Hungary and Poland also bit off small chunks of the country. (My father was part of the Polish army that occupied the Zaolzie region of Cieszyn Silesia.)
In March 1939 Hitler completed the destruction of the country. Slovakia became a separate puppet state, while the Czech lands were incorporated into Nazi Germany, as the “Protectorate of Bohemia and Moravia.”
The Nazi occupation lasted for most of the war; Prague was not freed until May 8, 1945.After the German defeat the Czechoslovak state was reconstituted and its German inhabitants, now considered “fifth columnists,” were expelled. Three years later, though, the country fell under Soviet domination.
In the 1960s the tight grip of the Communist apparatchiks began to loosen. In January 1968 a reformer, Alexander Dubcek, became the country’s leader. A program adopted in April 1968 set guidelines for a modern, humanistic socialist democracy that would guarantee freedom of religion, press, assembly, and speech, as well as abundant consumer goods. It would be “socialism with a human face.”
But in August 1968 Warsaw Pact troops snuffed out Dubcek’s attempt to liberalize Marxist-Leninist doctrine. Soviet leader Leonid Brezhnev claimed that the country was falling into the hands of “western imperialists” and following Dubcek’s overthrow the Soviets installed a regime loyal to Moscow.

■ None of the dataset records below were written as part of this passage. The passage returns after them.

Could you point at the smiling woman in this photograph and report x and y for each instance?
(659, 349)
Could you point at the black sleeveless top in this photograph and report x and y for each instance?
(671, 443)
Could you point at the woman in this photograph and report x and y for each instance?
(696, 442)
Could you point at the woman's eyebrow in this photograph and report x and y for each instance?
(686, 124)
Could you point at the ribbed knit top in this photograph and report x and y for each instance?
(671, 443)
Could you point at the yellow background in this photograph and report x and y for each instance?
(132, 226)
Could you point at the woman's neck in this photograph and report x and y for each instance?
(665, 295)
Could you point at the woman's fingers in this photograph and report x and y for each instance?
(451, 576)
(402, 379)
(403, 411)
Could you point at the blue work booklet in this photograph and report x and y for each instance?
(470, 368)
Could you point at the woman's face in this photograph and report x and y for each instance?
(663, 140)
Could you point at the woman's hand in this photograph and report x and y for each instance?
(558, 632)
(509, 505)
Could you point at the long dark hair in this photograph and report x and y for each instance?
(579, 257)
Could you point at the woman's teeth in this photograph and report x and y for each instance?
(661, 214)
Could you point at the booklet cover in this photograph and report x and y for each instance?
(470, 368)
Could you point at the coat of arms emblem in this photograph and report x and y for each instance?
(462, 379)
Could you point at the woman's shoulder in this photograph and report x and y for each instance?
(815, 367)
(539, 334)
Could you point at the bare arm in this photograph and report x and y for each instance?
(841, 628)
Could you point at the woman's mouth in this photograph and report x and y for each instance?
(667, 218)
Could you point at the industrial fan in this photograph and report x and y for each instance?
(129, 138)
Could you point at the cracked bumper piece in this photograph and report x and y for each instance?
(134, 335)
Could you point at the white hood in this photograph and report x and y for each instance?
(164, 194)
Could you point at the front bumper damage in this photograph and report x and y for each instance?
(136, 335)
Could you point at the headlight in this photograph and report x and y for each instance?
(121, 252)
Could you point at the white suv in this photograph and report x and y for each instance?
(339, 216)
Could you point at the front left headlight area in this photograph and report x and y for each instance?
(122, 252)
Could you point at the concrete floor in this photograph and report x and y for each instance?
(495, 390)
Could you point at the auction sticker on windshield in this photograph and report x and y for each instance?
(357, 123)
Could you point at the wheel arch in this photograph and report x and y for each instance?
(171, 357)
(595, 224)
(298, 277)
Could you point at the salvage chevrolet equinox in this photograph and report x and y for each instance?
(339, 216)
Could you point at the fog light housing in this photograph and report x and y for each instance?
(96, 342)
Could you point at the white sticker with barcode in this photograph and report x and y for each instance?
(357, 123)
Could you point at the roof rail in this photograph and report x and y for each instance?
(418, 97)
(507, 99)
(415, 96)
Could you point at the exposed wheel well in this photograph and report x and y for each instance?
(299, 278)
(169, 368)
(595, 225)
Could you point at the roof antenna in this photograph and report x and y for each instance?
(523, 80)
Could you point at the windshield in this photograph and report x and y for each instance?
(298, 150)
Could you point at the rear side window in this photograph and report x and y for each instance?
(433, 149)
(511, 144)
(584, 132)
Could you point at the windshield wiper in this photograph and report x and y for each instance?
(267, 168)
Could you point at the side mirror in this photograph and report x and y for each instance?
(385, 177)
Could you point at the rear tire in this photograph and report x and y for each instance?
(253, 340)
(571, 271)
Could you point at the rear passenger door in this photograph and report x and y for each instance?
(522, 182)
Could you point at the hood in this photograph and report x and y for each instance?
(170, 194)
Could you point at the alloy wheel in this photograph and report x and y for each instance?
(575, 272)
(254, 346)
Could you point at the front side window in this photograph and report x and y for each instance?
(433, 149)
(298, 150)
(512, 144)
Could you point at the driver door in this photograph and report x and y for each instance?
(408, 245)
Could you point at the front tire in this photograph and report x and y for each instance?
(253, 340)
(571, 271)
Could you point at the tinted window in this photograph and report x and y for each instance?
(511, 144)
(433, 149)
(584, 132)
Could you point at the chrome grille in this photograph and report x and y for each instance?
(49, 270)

Those who could not be intimidated into collaborating were punished or marginalized. When I visited Czechoslovakia in July 1977, I was struck by the contrast between the beauty of the country, Prague in particular, and the despondency and sadness of its inhabitants.
The heavy hand of Communist repression was evident everywhere — this was only nine years following the dashed hopes of the “Prague spring.”
However, dissidents regrouped, led by human rights activists and intellectuals such as Vaclav Havel; they founded the group known as Charter 77, which in the 1980s became the Civic Forum, an umbrella group championing bureaucratic reform and civil liberties.
By the late 1980s Communism was a discredited ideology throughout eastern Europe. In Czechoslovakia, the “velvet revolution” of November-December1989 – a very secular affair – would be followed by the “velvet divorce” of January 1993, which split the country into Czech and Slovak states. Following the collapse of the Communist regime, Havel had become president of the country.
Today’s Czech Republic is a homogenous, liberal multi-party parliamentary democracy, and a member of both the European Union and NATO. The current president is Milos Zeman, of the Party of Civic Rights. The prime minister, Bohuslav Sobotka of the Czech Social Democratic Party, heads a three-party coalition government. The Czechs, it seems, have finally overcome their sad history.
Henry Srebrnik is a professor of political science at the University of Prince Edward Island.